By default, Splitgraph adds range indexes to all columns, but they're not very useful here, since most of them span A-Z. However, this dataset also has a bloom filter index on asciiname and country_code, amongst other columns, which lets us filter on those columns without downloading the whole dataset.

$ sgr clone splitgraph/geonames

Gathering remote metadata...
Fetched metadata for 2 images, 1 table, 120 objects and 0 tags.

$ sgr checkout --layered splitgraph/geonames:latest
Checked out splitgraph/geonames:0b77a102cbab.

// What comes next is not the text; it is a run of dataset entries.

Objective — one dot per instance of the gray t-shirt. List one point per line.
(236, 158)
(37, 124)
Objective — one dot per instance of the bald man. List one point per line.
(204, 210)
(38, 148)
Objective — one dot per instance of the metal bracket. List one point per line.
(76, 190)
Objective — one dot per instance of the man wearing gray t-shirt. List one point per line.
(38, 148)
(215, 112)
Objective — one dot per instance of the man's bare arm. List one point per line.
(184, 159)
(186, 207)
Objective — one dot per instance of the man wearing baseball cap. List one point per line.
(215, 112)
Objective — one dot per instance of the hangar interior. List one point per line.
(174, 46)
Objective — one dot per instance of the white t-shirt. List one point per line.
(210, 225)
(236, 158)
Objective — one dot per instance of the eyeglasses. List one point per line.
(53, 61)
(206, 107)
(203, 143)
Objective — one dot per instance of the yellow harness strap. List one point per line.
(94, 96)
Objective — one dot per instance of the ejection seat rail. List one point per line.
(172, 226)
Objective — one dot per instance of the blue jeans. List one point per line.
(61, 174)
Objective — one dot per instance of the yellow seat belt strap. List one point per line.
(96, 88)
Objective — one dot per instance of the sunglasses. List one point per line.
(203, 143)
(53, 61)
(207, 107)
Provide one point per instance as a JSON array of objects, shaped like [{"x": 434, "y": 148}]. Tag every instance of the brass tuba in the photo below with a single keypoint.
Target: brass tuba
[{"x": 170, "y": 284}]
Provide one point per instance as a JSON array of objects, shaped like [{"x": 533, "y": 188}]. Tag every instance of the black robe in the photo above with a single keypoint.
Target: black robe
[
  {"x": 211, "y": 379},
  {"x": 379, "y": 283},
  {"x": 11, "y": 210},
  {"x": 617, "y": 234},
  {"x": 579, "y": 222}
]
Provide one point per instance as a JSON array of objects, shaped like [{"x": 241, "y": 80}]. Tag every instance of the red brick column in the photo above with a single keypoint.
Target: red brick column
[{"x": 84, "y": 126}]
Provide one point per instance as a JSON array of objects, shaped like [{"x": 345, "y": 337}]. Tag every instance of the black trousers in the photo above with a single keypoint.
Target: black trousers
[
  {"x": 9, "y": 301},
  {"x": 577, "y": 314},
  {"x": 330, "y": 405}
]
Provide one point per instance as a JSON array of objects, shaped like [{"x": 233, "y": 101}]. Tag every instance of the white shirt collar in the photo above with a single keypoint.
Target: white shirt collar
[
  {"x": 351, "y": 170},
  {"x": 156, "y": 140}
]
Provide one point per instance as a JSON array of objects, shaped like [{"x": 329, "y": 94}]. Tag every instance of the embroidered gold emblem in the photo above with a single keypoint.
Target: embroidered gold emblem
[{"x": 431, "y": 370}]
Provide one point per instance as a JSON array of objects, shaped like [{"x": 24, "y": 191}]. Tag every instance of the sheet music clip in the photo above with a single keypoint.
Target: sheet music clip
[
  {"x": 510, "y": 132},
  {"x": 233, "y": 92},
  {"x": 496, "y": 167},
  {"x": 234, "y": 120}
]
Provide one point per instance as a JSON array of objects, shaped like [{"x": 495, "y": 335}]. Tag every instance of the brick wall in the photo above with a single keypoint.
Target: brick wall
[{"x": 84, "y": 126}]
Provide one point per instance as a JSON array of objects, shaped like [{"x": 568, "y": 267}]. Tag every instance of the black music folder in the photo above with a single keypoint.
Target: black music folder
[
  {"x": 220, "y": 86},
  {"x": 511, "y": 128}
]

$ pgcli postgres://sgr:password@localhost:5432/splitgraph
Server: PostgreSQL 12.2 (Debian 12.2-2.pgdg100+1)
Version: 2.2.0
Chat: https://gitter.im/dbcli/pgcli
Home: https://pgcli.com

sgr@localhost:splitgraph> EXPLAIN SELECT * FROM "splitgraph/geonames".all_countries WHERE asciiname = 'Cambridge' AND country_code = 'GB';
+---------------------------------------------------------------------------------------------+
| QUERY PLAN                                                                                  |
|---------------------------------------------------------------------------------------------|
| Foreign Scan on all_countries  (cost=20.00..209000000.00 rows=1100000 width=190)            |
|   Filter: (((asciiname)::text = 'Cambridge'::text) AND ((country_code)::text = 'GB'::text)) |
|   Multicorn: Objects removed by filter: 109                                                 |
|   Multicorn: Scan through 11 object(s) (50.98 MiB)                                          |
| JIT:                                                                                        |
|   Functions: 1                                                                              |
|   Options: Inlining true, Optimization true, Expressions true, Deforming true               |
+---------------------------------------------------------------------------------------------+